Cette dépendance de la rédintégration volontaire des percepts vis-à-vis de l’ordre des concepts est attestée par le fait que tous les noms sont des termes généraux, même les noms propres à l’origine. Cette formation du langage présuppose un long travail d’analyse et de classification, et le raisonnement proprement dit consiste dans ce travail, par opposition à la mémoire et à l’imagination involontaire.

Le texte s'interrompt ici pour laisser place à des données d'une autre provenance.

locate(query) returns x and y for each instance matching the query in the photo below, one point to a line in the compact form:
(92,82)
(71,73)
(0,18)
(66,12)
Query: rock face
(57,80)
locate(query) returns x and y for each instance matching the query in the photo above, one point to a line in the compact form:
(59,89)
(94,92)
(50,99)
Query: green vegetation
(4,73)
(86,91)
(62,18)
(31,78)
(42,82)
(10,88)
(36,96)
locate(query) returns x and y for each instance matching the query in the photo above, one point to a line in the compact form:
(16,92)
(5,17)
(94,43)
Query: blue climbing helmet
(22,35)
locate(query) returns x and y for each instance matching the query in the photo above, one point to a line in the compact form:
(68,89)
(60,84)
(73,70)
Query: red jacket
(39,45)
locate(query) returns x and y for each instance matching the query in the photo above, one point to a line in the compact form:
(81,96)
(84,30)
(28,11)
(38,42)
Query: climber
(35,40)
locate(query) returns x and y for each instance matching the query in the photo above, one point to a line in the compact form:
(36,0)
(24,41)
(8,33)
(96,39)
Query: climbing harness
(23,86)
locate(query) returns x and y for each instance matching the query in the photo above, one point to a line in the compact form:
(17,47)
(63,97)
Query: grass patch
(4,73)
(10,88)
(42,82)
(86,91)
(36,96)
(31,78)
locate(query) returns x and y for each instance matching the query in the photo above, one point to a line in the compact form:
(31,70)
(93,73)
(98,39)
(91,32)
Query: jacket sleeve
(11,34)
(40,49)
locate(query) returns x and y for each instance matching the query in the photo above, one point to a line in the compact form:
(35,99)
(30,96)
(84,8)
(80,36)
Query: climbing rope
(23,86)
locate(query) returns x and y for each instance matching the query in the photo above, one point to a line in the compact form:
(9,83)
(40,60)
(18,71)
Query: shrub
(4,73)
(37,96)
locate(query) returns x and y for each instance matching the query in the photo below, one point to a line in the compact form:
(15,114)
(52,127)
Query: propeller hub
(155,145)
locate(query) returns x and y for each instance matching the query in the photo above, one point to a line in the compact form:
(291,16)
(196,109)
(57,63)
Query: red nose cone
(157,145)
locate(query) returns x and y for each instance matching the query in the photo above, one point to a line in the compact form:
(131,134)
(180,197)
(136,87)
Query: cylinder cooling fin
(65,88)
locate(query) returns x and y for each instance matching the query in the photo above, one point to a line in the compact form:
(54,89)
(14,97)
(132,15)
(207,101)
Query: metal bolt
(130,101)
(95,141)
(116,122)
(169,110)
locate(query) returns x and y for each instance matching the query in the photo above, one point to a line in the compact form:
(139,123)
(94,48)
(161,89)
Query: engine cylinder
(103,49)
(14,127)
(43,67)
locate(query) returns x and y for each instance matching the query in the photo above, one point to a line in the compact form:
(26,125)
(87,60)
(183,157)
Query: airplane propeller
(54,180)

Si nous considérons ce raisonnement en tant qu’il consiste en l’un des deux procédés dont nous avons parlé plus haut, à savoir la rédintégration des semblables, nous avons à faire une importante distinction, celle de l’intension et de l’extension. Analyser un objet de la conscience directe, c’est le résoudre en un certain nombre de modes spéciaux de concepts généraux, concepts formés dans la conscience primitive. Tout objet peut être ainsi analysé : par exemple, une pêche est un mode spécial de l’étendue solide, un mode spécial de la couleur, de la dureté, de la senteur, etc. La combinaison et l’interpénétration de ces modes spéciaux sont l’objet existant, la pêche. Mais cette combinaison est de l’ordre des percepts, non de celui des concepts ; elle constitue l’intension de la pêche, car ce n’est pas une combinaison de concepts généraux, mais bien de modes spéciaux de ces concepts, et spéciaux au point d’être tout à fait individuels. Ces modes individuels sont donnés immédiatement par les sens dans une perception présentative ; la combinaison de ces modes nous est montrée dans l’expérience, elle ne nous est pas expliquée dans la pensée. Si nous voulons l’analyser dans l’ordre des concepts, nous ne considérons plus les modes individuels, mais les modes généraux avec leurs distinctions et sous-distinctions, en nous rapprochant ainsi le plus possible des modes individuels, mais sans arriver jusqu’à eux. Nous avons alors l’extension de l’objet analysé, c’est-à-dire non plus une combinaison de modes individuels immédiatement perçue et sentie, mais comme le résultat de l’intersection des modes généraux, couleur, dureté, etc., dont les modes spéciaux se combinent dans la pêche. « L’extension est coextensive à l’intension. Elle donne dans l’ordre des concepts précisément ce que l’intension donne dans celui des percepts, mais elle ne le donne pas aussi bien ; il lui manque la vivacité de la sensation et aussi cette individualisation précise que nous ne pouvons atteindre faute d’un assez grand nombre de semblables, » de subdivisions des modes généraux.